Self Awareness is about the innovator’s ‘internals’ – what he’s capable of, and what he needs to change if he wants to do more, or do something quite different. It’s an internal quality control system and it’s vital.
Situational Awareness is all about the ‘externals’: what is happening externally that may force a change, or that might present an opportunity? What is happening with technology, or the economy, or market conditions, or customer behaviour?
The two feed each other. The innovator’s Situational Awareness determines his ability to expose and identify threats and opportunities; the innovator’s Self Awareness will shape his ability to respond.
The actual response to those opportunities and threats will be conditioned, and possibly determined, by the innovator’s Professional Mastery.
No person or organisation exists in a vacuum: whether we’re talking about a charity, a government department, an elite sportsman, a star entertainer or a manufacturing company, the innovator’s activities almost always centre around a specialist domain in which he is (or should be) the subject matter expert – this is Professional Mastery.
For the ADF it is the ability to generate and apply military power at the behest of the elected government (its ‘customer’): every aspect of training men and women and operating equipment to the highest levels of proficiency. For the manufacturer, it is the technology embodied in his products and services that make them saleable, and the manufacturing techniques and enabling technologies that allow the players in this market to survive and flourish.
The relevance of your Professional Mastery, and the professional and technical standards you need to achieve, are informed by your Situational Awareness and Self Awareness. The organisation’s leaders and the internal culture they help create will determine how welcome and valued each attribute is within the organisation. Good managers will also create the internal processes and mechanisms and nurture the skills and specialist expertise necessary to exploit the insights they gather.
This is the bedrock of enterprise-level innovation and it’s what Business Mastery is all about: the ability to maintain an organisation’s openness to change, on the one hand, while managing its everyday activities as efficiently and economically as possible, while also developing timely responses to threats and opportunities. This embraces business management, administration, human resources and strategic planning. And innovation. This applies to the lone innovator as much as it does to a large, complex organisation.
The mutual dependence of Self Awareness, Situational Awareness, Professional Mastery and Business Mastery can be shown in a simple diagram:
Their relative importance will wax and wane as an organisation passes through the business cycle. All are essential, but Business Mastery will help determine where the balance needs to be struck at any one time.
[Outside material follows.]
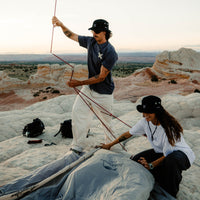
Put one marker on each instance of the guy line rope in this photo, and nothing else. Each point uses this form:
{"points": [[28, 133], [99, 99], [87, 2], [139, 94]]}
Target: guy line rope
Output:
{"points": [[81, 94]]}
Don’t laugh, but the ADF gets this and Defence as a whole is slowly catching up. What government organisations struggle with, however, is an innovation culture at odds with a conservative, hierarchical tradition of top-down management and caution over policy development and the expenditure of public funds. Industry and academia enjoy a freedom that public organisations don’t, so have fewer impediments to embracing innovation – if their leadership and culture allow.